It’s another edition of Midday on Ethics, in which we explore some ethical questions pulled straight from the headlines. Guiding us in that exploration is Dr. Jeffrey Kahn, the Director of the Johns Hopkins Berman Institute of Bioethics. He joins Tom in Studio A from time to time to help us examine how ethicists are framing these very complex questions.
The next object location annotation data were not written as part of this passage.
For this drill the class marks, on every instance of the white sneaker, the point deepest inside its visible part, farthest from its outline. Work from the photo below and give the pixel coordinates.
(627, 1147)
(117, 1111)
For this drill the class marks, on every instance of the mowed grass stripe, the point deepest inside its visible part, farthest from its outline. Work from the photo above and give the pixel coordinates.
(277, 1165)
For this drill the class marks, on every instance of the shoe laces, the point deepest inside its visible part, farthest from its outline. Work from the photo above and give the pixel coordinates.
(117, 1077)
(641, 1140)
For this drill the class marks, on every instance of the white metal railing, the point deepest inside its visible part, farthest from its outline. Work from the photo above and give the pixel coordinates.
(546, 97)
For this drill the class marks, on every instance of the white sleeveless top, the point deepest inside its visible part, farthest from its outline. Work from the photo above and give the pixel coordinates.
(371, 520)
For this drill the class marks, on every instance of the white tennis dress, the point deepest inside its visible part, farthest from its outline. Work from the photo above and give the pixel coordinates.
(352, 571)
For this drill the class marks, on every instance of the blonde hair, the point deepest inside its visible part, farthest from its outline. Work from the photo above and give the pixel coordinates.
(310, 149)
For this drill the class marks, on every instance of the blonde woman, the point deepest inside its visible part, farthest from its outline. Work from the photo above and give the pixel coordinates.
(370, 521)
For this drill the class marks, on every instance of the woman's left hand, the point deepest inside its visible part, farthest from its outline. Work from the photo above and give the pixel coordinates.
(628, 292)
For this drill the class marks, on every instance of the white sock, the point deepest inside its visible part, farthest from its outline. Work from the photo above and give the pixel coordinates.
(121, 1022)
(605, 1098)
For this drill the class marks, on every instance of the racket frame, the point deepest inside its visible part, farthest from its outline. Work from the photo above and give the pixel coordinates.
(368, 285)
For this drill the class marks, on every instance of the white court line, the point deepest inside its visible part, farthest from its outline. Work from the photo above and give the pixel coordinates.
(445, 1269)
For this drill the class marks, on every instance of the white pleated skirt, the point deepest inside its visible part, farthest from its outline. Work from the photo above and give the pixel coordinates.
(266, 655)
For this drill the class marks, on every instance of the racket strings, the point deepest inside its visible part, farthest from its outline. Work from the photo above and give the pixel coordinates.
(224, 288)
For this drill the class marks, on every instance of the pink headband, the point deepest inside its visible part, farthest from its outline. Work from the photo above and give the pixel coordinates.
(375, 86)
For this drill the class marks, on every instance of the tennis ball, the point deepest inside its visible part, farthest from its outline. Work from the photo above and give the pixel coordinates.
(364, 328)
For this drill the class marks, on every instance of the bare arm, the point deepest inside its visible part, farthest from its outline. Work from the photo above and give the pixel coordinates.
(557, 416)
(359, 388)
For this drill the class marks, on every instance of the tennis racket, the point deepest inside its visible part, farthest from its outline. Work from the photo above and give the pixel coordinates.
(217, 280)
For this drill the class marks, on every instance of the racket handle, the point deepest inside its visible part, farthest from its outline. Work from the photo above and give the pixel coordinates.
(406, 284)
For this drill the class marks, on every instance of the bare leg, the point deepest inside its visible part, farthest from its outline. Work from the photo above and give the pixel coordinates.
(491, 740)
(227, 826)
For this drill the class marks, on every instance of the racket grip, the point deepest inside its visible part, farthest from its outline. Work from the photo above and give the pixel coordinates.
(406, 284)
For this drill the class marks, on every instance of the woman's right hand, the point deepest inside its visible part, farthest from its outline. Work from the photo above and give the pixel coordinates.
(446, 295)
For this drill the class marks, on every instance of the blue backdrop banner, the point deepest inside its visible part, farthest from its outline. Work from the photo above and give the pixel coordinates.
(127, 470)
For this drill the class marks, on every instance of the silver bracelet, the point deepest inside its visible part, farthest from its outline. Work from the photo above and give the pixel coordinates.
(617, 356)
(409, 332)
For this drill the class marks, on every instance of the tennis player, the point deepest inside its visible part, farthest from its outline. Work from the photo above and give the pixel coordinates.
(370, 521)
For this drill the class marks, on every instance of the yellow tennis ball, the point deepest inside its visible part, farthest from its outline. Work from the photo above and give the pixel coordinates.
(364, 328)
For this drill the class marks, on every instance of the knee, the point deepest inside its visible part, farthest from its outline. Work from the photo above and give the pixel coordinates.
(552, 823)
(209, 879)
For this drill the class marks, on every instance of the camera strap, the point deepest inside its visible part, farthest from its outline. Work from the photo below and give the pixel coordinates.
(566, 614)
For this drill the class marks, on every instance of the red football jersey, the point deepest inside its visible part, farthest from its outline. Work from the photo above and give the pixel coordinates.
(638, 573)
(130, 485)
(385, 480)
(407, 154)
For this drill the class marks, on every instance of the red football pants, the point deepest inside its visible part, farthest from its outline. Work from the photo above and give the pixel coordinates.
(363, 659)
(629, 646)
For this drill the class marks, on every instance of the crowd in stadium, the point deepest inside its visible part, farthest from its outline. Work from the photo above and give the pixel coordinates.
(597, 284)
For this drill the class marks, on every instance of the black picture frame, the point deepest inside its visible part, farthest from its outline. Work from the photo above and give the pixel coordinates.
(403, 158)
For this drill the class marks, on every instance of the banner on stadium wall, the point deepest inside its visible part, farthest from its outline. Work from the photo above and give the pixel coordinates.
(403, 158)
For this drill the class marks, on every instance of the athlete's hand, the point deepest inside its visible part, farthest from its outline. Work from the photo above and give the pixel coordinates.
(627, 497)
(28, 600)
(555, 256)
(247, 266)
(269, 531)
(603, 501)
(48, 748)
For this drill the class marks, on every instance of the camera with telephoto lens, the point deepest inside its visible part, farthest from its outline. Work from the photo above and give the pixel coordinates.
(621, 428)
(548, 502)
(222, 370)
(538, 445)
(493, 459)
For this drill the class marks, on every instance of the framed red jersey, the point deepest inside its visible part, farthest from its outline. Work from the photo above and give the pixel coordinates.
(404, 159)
We begin with the story of Jahi McMath, a 13-year -old girl in California who was declared dead in late 2013, after a routine surgery went wrong. Then, last month, 4½ years later, she was declared dead, again, in New Jersey. It’s a tragic story that raises issues about end of life that has pitted the medical profession against people with deeply held religious beliefs. Just like there is no consensus on when life begins; there is also a lack of agreement about when life ends. How do we define death? And who gets to define it?
Another ethical conundrum Tom and Dr. Kahn discuss today involves infertile couples who undergo in vitro fertilization, or IVF treatment, in which a woman's harvested egg is fertilized with her husband's sperm in a laboratory medium, and then re-implanted in her uterus for normal gestation. IVF couples sometimes produce a surplus of embryos, which are saved for possible future use in hopes of achieving pregnancy. But what if those couples split up? The legal consensus has been that the embryos cannot be used unless both people agree, on the theory that nobody can be forced to be a parent. A new law in Arizona turns that consensus on its head.